Verdun was the founder or North Waterloo Publishing Ltd.,[1] the publisher (among other titles) of the weekly paper Elmira Independent, of which he was Editor from 1974 to 1999. In 1990, the Independent was the winner of the Michener Award "for its blanket coverage of a prolonged legal battle over contamination of the Elmira-St. Jacobs municipal water supply."[2] In 1999 he sold the newspaper to Torstar when David Galloway was Torstar's CEO.[3] Galloway later became a witness against Verdun in the defamation lawsuit.[4] [5]
Since the 1990s Verdun has been attending a dozen or so annual shareholders’ meetings a year. He has been instrumental in introducing several measures that benefit small investors in public companies. Amongst his accomplishments:
The ratio of between the compensation of a corporation’s top five executives and its profits, a measure that aims to increase compensation disclosure for the benefit of the company’s shareholders.
Before Verdun became active it was very common for Canadian public corporations to have the same person act both as the Chairman of its Board and its Chief Executive Officer, a clear case of a Conflict of Interest. For example BCE Inc, one of Canada’s largest corporations, had the same person acting as chairman and CEO when Jean Monty held both these positions.[6]
Verdun has been successful in convincing several public companies to produce more transparent financial statements and allow more democracy in board elections. He has done this through the inclusion of proposals in shareholder circulars, which became a standard after the Quebec Superior Court decision ordering the National Bank of Canada and RBC to print shareholder proposals in their proxy statements prior to their annual general meetings.[7]
Verdun has been attending shareholders meetings of banks,[8] [9] [10] insurance companies[7] and others such as Nortel Networks[11] [12] for well over a decade and has attempted to make boards of directors more accountable to the small investors who hold shares in these public companies.

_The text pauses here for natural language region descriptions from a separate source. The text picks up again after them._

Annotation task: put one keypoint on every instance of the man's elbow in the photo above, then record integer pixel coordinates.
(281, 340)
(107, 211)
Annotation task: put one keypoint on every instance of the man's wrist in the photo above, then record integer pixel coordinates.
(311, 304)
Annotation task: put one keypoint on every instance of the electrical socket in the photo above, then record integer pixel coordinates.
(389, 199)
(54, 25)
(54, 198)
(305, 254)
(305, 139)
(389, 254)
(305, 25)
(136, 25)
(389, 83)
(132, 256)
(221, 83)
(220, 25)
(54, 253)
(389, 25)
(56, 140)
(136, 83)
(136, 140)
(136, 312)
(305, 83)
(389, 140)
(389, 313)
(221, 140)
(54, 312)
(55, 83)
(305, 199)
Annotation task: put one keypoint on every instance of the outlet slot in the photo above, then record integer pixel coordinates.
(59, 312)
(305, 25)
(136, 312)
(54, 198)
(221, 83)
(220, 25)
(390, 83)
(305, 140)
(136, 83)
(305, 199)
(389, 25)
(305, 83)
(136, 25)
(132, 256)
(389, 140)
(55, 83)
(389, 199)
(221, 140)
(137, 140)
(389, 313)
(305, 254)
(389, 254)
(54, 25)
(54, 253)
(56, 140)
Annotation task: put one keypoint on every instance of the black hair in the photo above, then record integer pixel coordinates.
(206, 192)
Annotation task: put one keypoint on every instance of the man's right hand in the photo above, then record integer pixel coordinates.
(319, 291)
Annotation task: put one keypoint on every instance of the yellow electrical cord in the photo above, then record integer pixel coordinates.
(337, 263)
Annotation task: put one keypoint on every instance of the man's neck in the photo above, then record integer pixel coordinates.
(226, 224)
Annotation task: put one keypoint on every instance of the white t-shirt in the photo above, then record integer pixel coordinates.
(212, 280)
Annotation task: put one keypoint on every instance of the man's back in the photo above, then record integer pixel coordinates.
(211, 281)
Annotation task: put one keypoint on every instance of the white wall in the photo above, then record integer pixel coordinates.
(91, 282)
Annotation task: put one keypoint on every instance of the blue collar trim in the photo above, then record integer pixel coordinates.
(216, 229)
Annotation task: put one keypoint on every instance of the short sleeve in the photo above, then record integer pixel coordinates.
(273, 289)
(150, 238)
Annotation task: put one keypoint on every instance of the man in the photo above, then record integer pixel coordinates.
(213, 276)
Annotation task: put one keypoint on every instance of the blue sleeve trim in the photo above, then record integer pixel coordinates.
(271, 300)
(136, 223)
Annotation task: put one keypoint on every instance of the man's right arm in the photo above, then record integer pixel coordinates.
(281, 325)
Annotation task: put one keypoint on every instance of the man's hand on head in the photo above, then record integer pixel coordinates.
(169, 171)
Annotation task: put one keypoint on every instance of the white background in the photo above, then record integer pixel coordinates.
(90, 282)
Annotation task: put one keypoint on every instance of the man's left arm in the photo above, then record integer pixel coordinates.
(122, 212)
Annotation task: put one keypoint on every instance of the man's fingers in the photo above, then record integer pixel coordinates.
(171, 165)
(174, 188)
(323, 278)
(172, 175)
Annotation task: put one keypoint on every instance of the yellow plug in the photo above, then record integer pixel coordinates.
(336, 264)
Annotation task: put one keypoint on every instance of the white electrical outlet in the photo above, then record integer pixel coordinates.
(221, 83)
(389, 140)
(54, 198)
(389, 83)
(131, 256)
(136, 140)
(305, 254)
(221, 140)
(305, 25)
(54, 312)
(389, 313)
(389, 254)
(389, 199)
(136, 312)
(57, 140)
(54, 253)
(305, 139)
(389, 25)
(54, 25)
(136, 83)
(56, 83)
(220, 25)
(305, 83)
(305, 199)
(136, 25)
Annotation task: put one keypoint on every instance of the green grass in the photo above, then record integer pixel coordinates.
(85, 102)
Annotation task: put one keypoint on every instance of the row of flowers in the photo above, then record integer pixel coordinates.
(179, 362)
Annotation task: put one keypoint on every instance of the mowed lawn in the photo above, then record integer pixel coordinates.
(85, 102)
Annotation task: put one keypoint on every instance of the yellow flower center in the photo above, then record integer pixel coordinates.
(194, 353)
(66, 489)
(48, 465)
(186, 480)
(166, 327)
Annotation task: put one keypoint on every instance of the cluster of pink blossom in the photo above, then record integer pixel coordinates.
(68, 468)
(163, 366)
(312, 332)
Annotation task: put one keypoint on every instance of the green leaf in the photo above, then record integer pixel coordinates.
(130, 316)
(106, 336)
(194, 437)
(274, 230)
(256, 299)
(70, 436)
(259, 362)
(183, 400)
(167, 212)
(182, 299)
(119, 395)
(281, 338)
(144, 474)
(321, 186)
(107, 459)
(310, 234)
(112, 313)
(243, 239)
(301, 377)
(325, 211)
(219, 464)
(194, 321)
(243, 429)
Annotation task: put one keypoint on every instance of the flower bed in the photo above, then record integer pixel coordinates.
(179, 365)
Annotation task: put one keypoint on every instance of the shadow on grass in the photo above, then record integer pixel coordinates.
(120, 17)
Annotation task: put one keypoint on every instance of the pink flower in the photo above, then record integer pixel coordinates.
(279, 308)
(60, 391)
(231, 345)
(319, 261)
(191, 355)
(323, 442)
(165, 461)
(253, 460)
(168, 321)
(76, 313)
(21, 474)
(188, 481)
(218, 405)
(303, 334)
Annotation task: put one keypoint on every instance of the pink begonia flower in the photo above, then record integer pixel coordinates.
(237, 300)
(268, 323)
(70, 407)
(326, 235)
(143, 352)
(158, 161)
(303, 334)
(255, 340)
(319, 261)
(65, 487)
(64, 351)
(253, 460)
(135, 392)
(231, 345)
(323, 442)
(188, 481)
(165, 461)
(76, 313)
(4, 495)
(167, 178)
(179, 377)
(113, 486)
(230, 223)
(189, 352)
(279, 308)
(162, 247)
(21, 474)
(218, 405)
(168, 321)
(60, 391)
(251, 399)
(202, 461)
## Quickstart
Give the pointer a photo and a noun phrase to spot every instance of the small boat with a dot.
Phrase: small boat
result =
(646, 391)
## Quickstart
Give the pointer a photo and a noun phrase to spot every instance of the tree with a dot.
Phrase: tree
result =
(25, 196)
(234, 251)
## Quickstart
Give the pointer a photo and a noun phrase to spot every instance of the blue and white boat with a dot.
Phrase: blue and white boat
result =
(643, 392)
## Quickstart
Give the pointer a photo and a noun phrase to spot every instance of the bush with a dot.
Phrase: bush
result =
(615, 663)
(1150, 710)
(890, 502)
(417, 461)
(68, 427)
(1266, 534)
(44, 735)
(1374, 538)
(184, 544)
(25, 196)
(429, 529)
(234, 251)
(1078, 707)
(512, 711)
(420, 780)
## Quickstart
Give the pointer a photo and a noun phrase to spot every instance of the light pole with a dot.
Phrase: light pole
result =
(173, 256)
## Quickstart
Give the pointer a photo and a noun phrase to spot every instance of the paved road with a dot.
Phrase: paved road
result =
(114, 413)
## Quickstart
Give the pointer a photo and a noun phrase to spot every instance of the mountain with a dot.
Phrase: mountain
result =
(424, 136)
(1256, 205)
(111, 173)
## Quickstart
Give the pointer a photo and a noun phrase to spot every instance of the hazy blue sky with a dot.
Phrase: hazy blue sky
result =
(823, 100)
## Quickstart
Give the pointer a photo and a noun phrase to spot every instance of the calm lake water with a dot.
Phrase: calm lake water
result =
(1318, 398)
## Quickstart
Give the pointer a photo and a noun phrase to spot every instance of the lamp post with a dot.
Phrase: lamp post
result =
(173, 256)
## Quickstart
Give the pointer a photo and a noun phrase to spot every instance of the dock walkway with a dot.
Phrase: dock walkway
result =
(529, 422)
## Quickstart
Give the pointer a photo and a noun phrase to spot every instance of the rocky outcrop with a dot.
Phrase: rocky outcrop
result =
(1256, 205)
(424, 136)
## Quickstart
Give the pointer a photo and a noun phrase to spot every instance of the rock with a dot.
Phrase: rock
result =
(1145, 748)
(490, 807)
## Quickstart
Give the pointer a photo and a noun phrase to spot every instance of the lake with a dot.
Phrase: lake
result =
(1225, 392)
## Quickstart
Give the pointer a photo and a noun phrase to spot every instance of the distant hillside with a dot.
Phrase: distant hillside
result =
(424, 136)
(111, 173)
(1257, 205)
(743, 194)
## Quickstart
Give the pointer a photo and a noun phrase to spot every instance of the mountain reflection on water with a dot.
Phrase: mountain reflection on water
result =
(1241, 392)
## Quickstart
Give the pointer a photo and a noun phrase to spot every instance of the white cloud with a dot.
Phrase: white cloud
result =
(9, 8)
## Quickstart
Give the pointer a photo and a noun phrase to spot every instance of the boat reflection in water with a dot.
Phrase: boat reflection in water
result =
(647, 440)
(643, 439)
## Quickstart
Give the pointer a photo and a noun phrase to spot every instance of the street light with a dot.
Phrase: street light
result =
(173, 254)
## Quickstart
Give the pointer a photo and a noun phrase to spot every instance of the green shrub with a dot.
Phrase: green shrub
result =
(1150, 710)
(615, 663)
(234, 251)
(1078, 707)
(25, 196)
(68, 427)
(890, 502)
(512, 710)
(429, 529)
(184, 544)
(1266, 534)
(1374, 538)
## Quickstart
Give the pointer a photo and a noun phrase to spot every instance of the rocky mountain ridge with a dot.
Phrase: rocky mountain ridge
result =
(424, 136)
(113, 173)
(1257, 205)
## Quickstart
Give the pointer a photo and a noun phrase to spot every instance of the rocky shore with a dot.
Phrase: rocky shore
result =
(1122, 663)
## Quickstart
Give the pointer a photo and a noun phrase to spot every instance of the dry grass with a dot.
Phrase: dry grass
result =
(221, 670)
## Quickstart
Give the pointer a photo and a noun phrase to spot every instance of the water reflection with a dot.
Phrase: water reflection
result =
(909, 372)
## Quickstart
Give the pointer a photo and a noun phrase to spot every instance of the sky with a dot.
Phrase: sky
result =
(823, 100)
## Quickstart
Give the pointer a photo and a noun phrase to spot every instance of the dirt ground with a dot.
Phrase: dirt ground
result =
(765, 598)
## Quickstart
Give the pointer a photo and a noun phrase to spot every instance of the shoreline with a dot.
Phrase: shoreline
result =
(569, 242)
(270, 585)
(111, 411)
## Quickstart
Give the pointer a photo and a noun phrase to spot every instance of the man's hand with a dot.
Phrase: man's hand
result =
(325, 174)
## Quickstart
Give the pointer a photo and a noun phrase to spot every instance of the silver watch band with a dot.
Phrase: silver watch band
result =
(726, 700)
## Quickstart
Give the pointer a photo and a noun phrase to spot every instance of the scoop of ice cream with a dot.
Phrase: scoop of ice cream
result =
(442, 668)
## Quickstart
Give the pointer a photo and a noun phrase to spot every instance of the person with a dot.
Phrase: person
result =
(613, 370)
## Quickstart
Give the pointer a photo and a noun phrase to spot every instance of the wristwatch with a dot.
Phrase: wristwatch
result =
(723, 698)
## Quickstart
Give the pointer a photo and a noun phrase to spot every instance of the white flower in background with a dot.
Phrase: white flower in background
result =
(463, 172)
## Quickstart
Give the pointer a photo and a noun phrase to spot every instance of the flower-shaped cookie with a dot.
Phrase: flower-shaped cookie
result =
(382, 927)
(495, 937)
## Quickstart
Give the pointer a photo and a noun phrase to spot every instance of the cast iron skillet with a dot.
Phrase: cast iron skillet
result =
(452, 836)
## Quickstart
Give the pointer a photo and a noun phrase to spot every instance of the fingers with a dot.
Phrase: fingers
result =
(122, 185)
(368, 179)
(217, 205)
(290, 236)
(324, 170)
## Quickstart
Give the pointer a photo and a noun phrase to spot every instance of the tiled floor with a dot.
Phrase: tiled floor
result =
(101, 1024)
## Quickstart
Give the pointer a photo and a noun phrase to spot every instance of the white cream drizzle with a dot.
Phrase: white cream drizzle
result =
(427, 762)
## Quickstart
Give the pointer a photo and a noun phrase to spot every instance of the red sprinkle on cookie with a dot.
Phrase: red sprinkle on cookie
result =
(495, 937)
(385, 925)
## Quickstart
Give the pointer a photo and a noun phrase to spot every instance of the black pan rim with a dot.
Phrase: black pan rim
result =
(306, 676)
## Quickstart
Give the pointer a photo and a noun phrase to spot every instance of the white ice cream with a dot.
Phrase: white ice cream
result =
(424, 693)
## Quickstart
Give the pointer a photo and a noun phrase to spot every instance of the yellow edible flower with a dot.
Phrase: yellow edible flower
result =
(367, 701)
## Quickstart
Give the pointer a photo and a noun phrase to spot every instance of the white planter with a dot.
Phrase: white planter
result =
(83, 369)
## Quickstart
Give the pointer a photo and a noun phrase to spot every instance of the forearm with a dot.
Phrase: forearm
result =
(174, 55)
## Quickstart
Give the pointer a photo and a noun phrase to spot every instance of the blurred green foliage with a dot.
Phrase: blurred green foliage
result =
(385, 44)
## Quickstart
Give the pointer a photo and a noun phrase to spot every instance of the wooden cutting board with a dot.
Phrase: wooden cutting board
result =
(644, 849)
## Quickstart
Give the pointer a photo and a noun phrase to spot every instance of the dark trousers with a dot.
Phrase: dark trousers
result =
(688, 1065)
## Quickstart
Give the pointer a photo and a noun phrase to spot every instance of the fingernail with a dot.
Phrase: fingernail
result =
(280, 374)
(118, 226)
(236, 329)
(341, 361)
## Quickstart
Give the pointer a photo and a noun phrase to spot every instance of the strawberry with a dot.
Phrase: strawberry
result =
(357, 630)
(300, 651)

He has also appeared in legislative hearings before the legislative assembly of Ontario, Canada.
Verdun published a book, The Fox in Charge of the Biggest Henhouse in Canada,[13] which is not available for sale after a defamation suit was brought against Verdun by Robert Astley, who was chair of the board of the Canada Pension Plan Investment Board (CPPIB) and a director of the Bank of Montreal. The book cannot be published, circulated or promoted due to a June 14, 2011, Order of the Superior Court of Justice in the case of Astley v. Verdun.[14] [15] [16] [17] [18] [19] [20] Under the order, Verdun is prohibited from publishing or causing to be published, or otherwise disseminating or distributing in any manner whatsoever, this book or any statements or other communications which refer to Robert Astley by name, depiction or description.
See main article: Astley v. Verdun. On May 20, 2011, a jury in the Ontario Superior Court of Justice found that Verdun had defamed Astley on eight separate occasions, and that the defamation was done with malice. The jury awarded damages against Verdun in the amount of $650,000, and the trial judge ordered a very broad permanent injunction against Verdun from publishing anything about Astley. Verdun's counterclaim against Astley were earlier dismissed by the court, and his appeals regarding his counterclaim were dismissed at both the Court of Appeal for Ontario and the Supreme Court of Canada.